Any Whitehall director not charged with the Rule 10b-5 violation in the instant case is not similarly independent. For instance, the Audit Committee Defendants certainly knew, according to the allegations, that the Officer Defendants had misstated the financial statements in order to induce Whitehall to issue them more shares at an artificially higher price as part of their executive compensation package. Unlike the disinterested director in Ray, these members of the Audit Committee could not protect Whitehall by availing themselves of state law remedies because in doing nothing to stop the inventory rebate scheme, the Audit Committee Defendants themselves had violated state law fiduciary duties. The Derivative Plaintiffs' complaint here does not allege the existence of any directors who might have been able to blow the whistle on the Officer Defendants prior to the alleged securities violation. Ray is, thus, inapplicable. This court applies instead the general rule that the knowledge of the allegedly defrauding directors will not be imputed to the corporation to negate reliance without disclosure by the allegedly defrauding directors and ratification by the remaining directors or shareholders. See Dasho, 380 F.2d at 270 ("concurring" opinion). Under this rule, Defendants' argument that Derivative Plaintiffs have pleaded themselves out of court fails.
Defendants also argue that this Rule 10b-5 claim is part of the class pending before Judge St. Eve (also of the Northern District of Illinois) in Greater Pennsylvania Carpenters Pension Fund v. Whitehall Jewellers, Inc., Case No. 04 C 1107. (Defs.' Reply, pp. 7-8.) That action arises out of the same inventory rebate scheme alleged in the instant action, but plaintiffs in the case before Judge St. Eve have sought certification of a class including:
[A]ll persons and entities who purchased or otherwise acquired publicly traded common stock of Whitehall Jewelers, Inc. . . . during the class period beginning November 19, 2001 through December 10, 2003. . . . Excluded from the class are: (I) defendants. . . . Defendants in this action include Whitehall.

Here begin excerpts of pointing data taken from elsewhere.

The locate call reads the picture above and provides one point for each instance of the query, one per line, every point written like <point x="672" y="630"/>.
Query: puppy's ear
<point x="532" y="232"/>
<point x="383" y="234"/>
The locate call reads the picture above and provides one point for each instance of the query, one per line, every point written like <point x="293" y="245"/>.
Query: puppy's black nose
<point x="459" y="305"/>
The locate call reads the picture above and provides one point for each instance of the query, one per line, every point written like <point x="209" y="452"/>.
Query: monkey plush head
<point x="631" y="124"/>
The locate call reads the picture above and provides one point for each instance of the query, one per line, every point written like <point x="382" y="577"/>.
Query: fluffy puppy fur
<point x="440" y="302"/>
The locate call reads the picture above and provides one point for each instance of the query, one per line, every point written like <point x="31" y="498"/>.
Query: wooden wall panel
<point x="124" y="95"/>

(Plaintiff's Motion for Class Certification, p. 1, n. 1.) The Derivative Plaintiffs' Rule 10b-5 claim appears to be specifically excluded from the putative class, although the parties before Judge St. Eve are still briefing the class certification issue.
CONCLUSION
The Derivative Plaintiffs' Rule 10b-5 claim renders the instant federal action non-parallel to the pending Cusak action which does not include a Rule 10b-5 claim. Thus, although both this case and Cusak involve the same parties and are predicated on the same facts, this court cannot conclude that these two actions are parallel. Defendants' motion to stay proceedings (21) is denied without prejudice. Should the Derivative Plaintiffs' Rule 10b-5 claim drop out of the case as the litigation unfolds, this court would, upon motion of Defendants, revisit this decision.